Глеб развалился на диване и тоже пытался переварить то, что сейчас произошло. Я растерянно смотрела на него. Я и Глеб. Глеб и Я. Это сочетание казалось нереальным, невозможным. Всегда был только Натан. А теперь его образ треснул, рассыпался, и чернота отравила прекрасное чувство под названием «любовь».
– Мы не должны были это делать, – с трудом встала на онемевшие ноги.
Между бедрами саднило. Но эта боль не могла сравниться с той, которая разрывала сердце.
– Черт, – Глеб потер лицо.
Застегнул брюки, пнул ногой пустую бутылку.
– Черт, – повторил он.
Я опустилась на диван. Хотелось снова напиться. Но спиртное кончилось.
– Ничего не было! – вдруг заявил Глеб. – Мы обо всем забудем. Досадная ошибка, ничего больше. Ты будешь счастлива с Натаном, а я женюсь на Кристине. Слышишь? – Он схватил меня за руки и заглянул в глаза. Лихорадочный блеск в его взгляде обжигал.
Сложилось чувство, что Глеб убеждал не меня, а себя.
– Разве это можно забыть? – голос охрип.
– Можно. Я даже не понимаю, как это случилось. Но мы должны зачеркнуть этот вечер. Как досадную ошибку, – повторил он.
Я отвернулась. Омерзение к себе накрыло с головой. Захотелось остаться одной, и я была готова пообещать что угодно.
– Хорошо. Как скажешь. Только уйди.
Дважды просить не пришлось. Услышала, как хлопнула дверь, и дала слезам волю. В этот момент я была благодарна, что жители на празднике и никто не слышит моих криков. Не видит моего позора и грехопадения.
Я рвала на груди платье, задыхалась и испуганно оглядывалась на стены. По углам вновь скапливалась кровь. Густая, черная кровь, которая неотвратно ползла на меня. Хрип вырывался из горла.
Моя жизнь была адом. Но после этого вечера она безвозвратно погрузилась во тьму.
Русамия. Велидар. 1956 год
Лилии казалось, что ее легкие напоминают два изюма, потому что каждый вздох сопровождался болью в груди. Она нервно кусала ногти, поправляла уложенные локоны и испуганно выглядывала из-за кулис на сцену. Но ее переживания никак не были связаны с предстоящим выступлением. Лили волновалась по странным и глупым причинам. С самого утра ее преследовало чувство необратимого фиаско. И что бы она ни делала, оно только усиливалось, не собираясь покидать хозяйку.
– Что с тобой? Обычно ты похожа на холодную фарфоровую статуэтку, а сегодня из тебя бьет фонтан эмоций. За двадцать минут ты всплакнула, посмеялась и побледнела три раза. – Вероника вскинула тонкие брови.
В светло-розовой шопенке [6], белых пуантах она напоминала воздушный зефир. Румянец на щеках и задорный блеск в глазах усиливали невероятную красоту девушки.

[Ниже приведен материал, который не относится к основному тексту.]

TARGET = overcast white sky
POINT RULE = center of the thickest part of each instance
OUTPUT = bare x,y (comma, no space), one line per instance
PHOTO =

Лили служила контрастом. Голубая шопенка. Душа, объятая грустью. Мрачная красота, от которой кружилась голова. Лилия хотела так же с нетерпением ждать их номера, как и Вероника, но она лишь беспокойно переминалась с ноги на ногу.
– Видимо, мадам Ровийяр не стоило объединять наш танец. Это выбило тебя из колеи, – решила Ника, не дождавшись ответа.
Лили выдохнула:
– Что-то случится. И это «что-то» меня беспокоит.
– Может, хватит прислушиваться к себе? Еще не хватало загубить выступление. Тебе все равно, а для меня это визитная карточка в мир балета.
Лилия обхватила себя за плечи и устало улыбнулась:
– Ты права. Мне следует успокоиться. Не переживай, я не подведу.
Ника хмыкнула. Ее взгляд устремился за Лили, на лице заиграло удивление:
– За кулисы пропустили весьма красивого мужчину. – Она оценивающе прищурилась.